We can now calculate the product
Prob(Ci)*Prob(T1|Ci)*Prob(T2|Ci) * ... * Prob(Tm|Ci) for each category Ci and choose the category that maximizes this.

Bernoulli model

A variant of this is the Bernoulli model, as follows:

First, as before, Prob(C|D) = Prob(D|C) Prob(C)/Prob(D).

Second, let { T1, T2 ... Tm } be the set of distinct lexical terms in D. We will assume that the appearance of a term Ti depends only on the category C and is independent of all the other terms in D. Therefore
Prob(D|C) = Prob(T1|C)*Prob(T2|C) * ... * Prob(Tm|C) (where Prob(Ti|C) means "the probability that a document of category C contains at least one occurrence of Ti").

Third, we estimate Prob(Ti|C) and Prob(C) using the training set.
Prob(Ti|C) is estimated as the fraction of documents in C that contain Ti.

The rest of the algorithm proceeds as above.

Modifications to the algorithms

Using logs
Actually computing this product with standard floating point will soon get into problems of underflow. Instead, one computes the logarithm:
log(Prob(Ci)*Prob(T1|Ci)*Prob(T2|Ci) * ... * Prob(Tm|Ci)) =
log(Prob(Ci)) + log(Prob(T1|Ci)) + log(Prob(T2|Ci)) + ... + log(Prob(Tm|Ci))

This transformation shows that the classifier returned by Naive Bayes is a linear discrimination; corresponds to a hyper-plane division under a vector model of documents (a single hyperplane for two categories, a collection of hyperplanes for multiple categories).

Laplacian correction .
If document contains a term T that does not occur in any of the documents in category C, then Prob(T|C) will be estimated as 0. Then the product Prob(Ci)*Prob(T1|Ci)*Prob(T2|Ci) * ... * Prob(Tm|Ci) will be equal to 0, no matter how much other evidence there is favoring Ci.

The usual solution is to do a Laplacian correction by upping all the counts by i 1. That is, for multinomial Naive Bayes,
let CW be the total number of occurrences of word W in documents of category C.
Let V be the number of different words in D.
Let |C| be the sum of the lengths of all the documents in the category C.
Then estimate Prob(W|C) as (1+CW)/(|C|+V).
Note that the sum over W of Prob(W|D) is equal to 1, as it should be.

In the Bernoulli model, let CW be the number of documents in C that contain at least one occurrence of W.
Let V be the number of different words in D.
Let |C| be the number of documents in the category C.
Then estimate Prob(W|C) as (1+CW)/(|C|+V).

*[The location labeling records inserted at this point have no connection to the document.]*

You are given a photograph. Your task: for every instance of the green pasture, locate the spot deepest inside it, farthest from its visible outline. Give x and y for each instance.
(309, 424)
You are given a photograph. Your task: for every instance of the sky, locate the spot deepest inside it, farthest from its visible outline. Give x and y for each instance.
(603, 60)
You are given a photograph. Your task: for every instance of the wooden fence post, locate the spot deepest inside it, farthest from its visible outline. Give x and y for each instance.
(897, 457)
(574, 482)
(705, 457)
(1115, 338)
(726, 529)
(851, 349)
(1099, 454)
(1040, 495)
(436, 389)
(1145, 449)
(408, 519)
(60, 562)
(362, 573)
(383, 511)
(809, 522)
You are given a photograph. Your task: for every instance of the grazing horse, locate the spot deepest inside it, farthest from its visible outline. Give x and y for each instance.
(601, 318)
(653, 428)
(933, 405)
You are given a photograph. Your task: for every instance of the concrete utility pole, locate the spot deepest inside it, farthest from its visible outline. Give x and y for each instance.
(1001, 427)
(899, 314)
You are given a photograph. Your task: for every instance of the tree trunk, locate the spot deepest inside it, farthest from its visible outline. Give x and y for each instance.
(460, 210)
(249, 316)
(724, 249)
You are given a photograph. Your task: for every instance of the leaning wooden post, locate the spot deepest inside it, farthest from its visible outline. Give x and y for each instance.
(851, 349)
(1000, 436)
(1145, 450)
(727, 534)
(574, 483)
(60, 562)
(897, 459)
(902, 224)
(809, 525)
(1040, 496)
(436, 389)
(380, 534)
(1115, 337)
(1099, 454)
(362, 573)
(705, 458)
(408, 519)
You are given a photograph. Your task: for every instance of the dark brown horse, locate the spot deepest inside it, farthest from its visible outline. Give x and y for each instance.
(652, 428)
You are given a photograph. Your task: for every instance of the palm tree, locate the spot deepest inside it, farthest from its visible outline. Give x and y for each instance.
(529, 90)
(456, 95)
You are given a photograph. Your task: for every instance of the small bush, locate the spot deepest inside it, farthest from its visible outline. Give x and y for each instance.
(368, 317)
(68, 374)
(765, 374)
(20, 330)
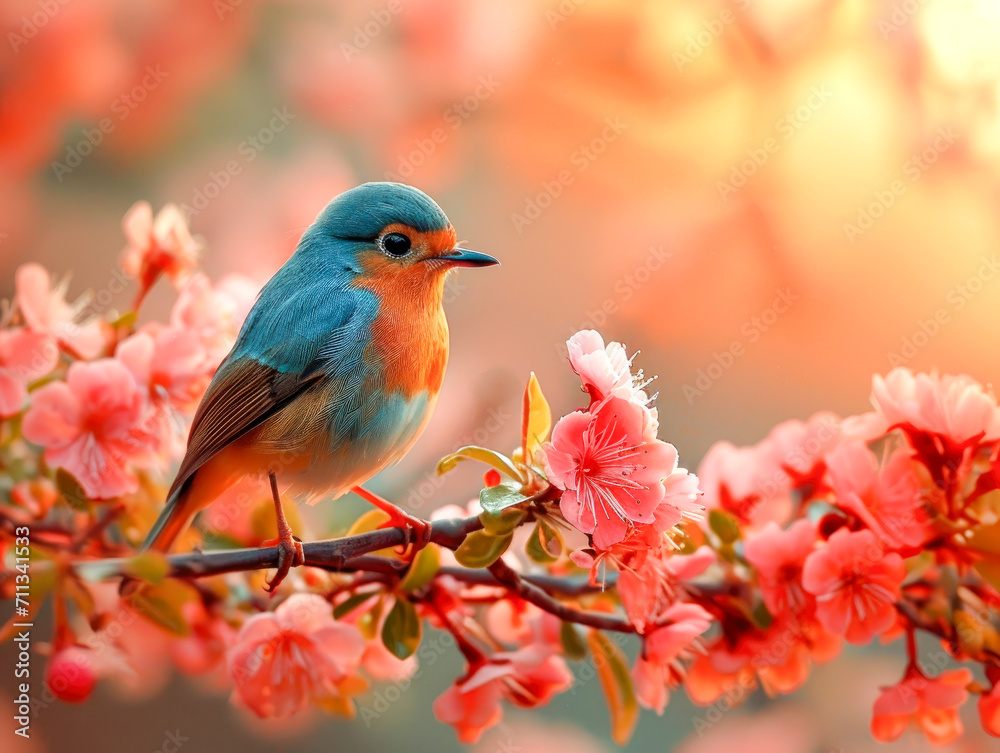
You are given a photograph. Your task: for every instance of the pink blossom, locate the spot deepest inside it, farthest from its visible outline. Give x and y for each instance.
(886, 500)
(24, 357)
(157, 246)
(528, 678)
(45, 311)
(932, 703)
(779, 555)
(611, 473)
(96, 425)
(856, 585)
(210, 314)
(284, 660)
(654, 671)
(957, 407)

The Laplacian correction can give strongly counter-intuitive results when applied to a data set with a small number of features and a small number of total instances of some values of some of the features, but in this application that does not arise.

Features of Naive Bayes

Running time:
Offline (learning the classifier): O(max(size of the corpus, number of different words * number of categories)); in practice, this is almost always O(size of the corpus).

Online (applying the classifier to a document): O(length of document * number of categories).

Accuracy: Poor probability estimates but generally good classification decisions. That is, it generally makes the right guess, but is way over-confident of its decision. It is not among the highest quality classifiers.

Robust under noise: Small changes in the texts or inclusion of a small number of anomolous documents lead to small changes in the probability estimates.

Use when: Comparatively short running time is more important than extreme accuracy.
Very large amount of labelled text is available, so better results can be gotten from a crude algorithm over a large body of examples than a better algorithm over a data set that must be much smaller because of constraints of running time.